EA and AI Safety Schism: AGI, the last tech humans will (soon*) build
By Phib @ 2023-05-15T02:05 (+6)
Epistemic status
I probably do not know what I am talking about. This post is just trying to deal with some cognitive dissonance I am experiencing with my model of EA and my model of AI x-risk and safety, and perhaps the best way to resolve this, I figure, is to appeal to Cunningham’s Law by writing it up (and doing some writing).
I’m also rather strapped for time and effort these days, sorry if this is awful and sorry that I don’t really support the arguments within, I’m still fairly confident in them but could imagine someone pointing out me being dumb somewhere. I also really don’t do the hard work here of defining terms like “transformative AI” and just sort of leave a lot of things up in the air. Oh well, more for Cunningham.

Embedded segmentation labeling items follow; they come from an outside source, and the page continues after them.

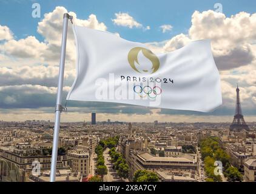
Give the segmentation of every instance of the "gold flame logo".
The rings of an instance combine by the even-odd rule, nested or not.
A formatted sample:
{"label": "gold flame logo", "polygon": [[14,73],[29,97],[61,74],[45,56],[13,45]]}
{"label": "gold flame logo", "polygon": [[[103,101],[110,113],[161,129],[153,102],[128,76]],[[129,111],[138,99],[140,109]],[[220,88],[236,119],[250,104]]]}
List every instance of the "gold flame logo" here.
{"label": "gold flame logo", "polygon": [[[128,62],[130,64],[130,65],[136,72],[142,73],[142,72],[140,72],[135,66],[135,62],[138,65],[140,65],[140,63],[138,60],[138,55],[141,51],[143,55],[148,59],[149,59],[152,63],[152,67],[151,68],[151,69],[152,70],[152,73],[157,72],[160,65],[160,62],[159,61],[159,59],[158,58],[157,55],[155,55],[151,52],[151,50],[145,48],[135,47],[130,50],[128,53]],[[147,70],[143,70],[143,72],[148,72],[149,71]]]}

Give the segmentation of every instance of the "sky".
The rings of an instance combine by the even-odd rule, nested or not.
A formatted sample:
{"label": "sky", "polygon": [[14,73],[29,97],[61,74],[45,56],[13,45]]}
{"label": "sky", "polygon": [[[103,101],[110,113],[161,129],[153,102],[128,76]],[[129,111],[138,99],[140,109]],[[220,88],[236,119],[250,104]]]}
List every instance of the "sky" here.
{"label": "sky", "polygon": [[[40,5],[39,18],[32,16],[35,3]],[[156,53],[211,39],[223,104],[201,113],[69,101],[63,121],[90,121],[90,113],[95,112],[100,121],[231,122],[237,83],[245,119],[256,121],[256,2],[251,0],[0,0],[0,120],[53,120],[66,12],[76,25],[146,43]],[[76,75],[75,48],[69,27],[63,99]]]}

Anyway, here are a couple other posts that seem relevant…
- My Most Likely Reason to Die Young is AI X-Risk
- Tom Davidson on how quickly AI could transform the world
Main argument
It seems to me that there exists a schism between those pursuing AI Safety and those pursuing other impact-motivated work in effective altruism, namely, that transformative AI timelines are rather short (~<20 years), and that this is not just a question of whether or not we die, but also whether or not everything changes (transforms). And this ‘everything changes’ includes the real potential for a lot of the problems we are focused on now being either solved or transformed dramatically by having something superhuman take a look at them and the larger context. To put it in other words, perhaps the best (most effective) way to solve the problem is to get something smarter than us to look at it, and to put our effort into aligning (and producing) such a system.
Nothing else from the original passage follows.